Gravitational time dilation contradicts the concept of cosmic time According to relativity theory (gravitational time dilation), the observed pace of a clock depends on the strength of the gravitational field at the clock and at the observer.
Isn't this at odds with the concept of cosmic time in big bang cosmology: the idea that time passes at the same pace everywhere since if it doesn’t, it makes no sense to speak about the age of the universe? 
 A: In cosmology it is assumed that the universe is homogenous and isotropic for all intents and purposes.
Homogeneity means that every point in spacetime is equivalent regarding the dynamics of spacetime. Therefore we can define an observer that has a special physical meaning: the fundamental observer. It is the observer that is stationary with respect to the cosmic fluid.
Cosmic time is defined as that such an observer measured since the big bang. Hence there is no problem with the relativity of time, we have simply defined a time of a specific observer, that is a useful measure in a cosmological context.
A: The gravitational time dilation and the speed-related time dilation - together with their respective twin paradox - are applying in the whole universe. That means that the age of a photon emitted at the beginning of the universe is zero, and the age of fast-moving particles is very different from what we call the "age of the universe". 
You may imagine the universe as a "string curtain" of discrete strings (nothing to do with string theory): each particle is following its own worldline through time, and each particle has its own age, function of its velocity and its exposition to gravitation.

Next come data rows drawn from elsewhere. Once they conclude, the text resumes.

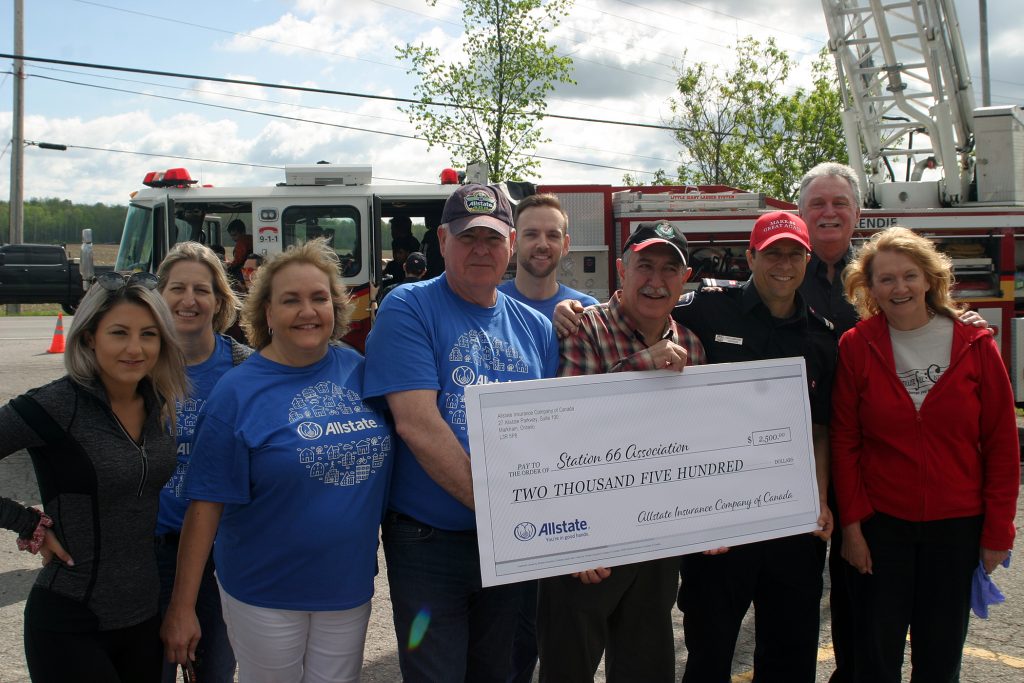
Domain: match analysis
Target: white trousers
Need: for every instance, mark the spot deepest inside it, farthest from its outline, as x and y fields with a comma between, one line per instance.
x=287, y=646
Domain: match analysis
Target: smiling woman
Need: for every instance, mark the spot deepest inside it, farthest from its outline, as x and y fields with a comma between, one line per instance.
x=925, y=458
x=101, y=449
x=194, y=284
x=285, y=451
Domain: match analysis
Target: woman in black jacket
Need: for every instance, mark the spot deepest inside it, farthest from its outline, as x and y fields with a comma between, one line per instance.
x=102, y=446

Between particles, space is timeless, because you cannot assign any velocity to points in space as long as there is no particle (at the difference to massless photons to which you can at least assign a proper time zero). This is why foliation of spacetime does not work. All you will get are sections of the "string curtain", but no continuous sheets.
However, there is a solution for the determination of the age of the universe: The age of the slow (non-relativistic) particles is the oldest age which can exist. Slow particles are approximately comoving with the cosmic microwave background, and the resulting age is higher than the one of fast moving particles. That means, the possible error due to relativistic effects with regard to the age of the universe is small.
There may be one reserve which is the early time after the big bang where all particles (even those which stars and planets are made of today) were fast and relativistic. But even in this period we may suppose that there were no particles which were much slower than the particles we are made of, and thus no particles with a longer proper time than the particles stars and planets are made of today.
A: Laymans answer is coming.
The very simple answer: There is no absolute time in General Relativity.
(There isn't one already in the Special Relativity on a different reason).
The reason in the case of the GR (on my layman's understand) is the following: GR (and already the SR) plays not with time and points in space, it calculates distance and elapsed time between events, i.e. between points of the spacetime. This "spacetime distance" is calculated by an integration on the curved spacetime. But in the general case of the GR, this integration would be ambiguous.
But, the expanding Universe is described by the Friedmann equations. They describe essentially the curvature of the expanding Universe. This curvature is very symmetric, its space-like part is probably flat, so this is a special case, where this integration can be done. This is why we can have a "cosmic time", i.e. we can assign a "time since the big bang" to nearly every spacetime point of the Universe.
In very special situations, for example, around merging black holes, this curveture can be again not so "beautiful", I suspect the "cosmic time" is in their case again impossible.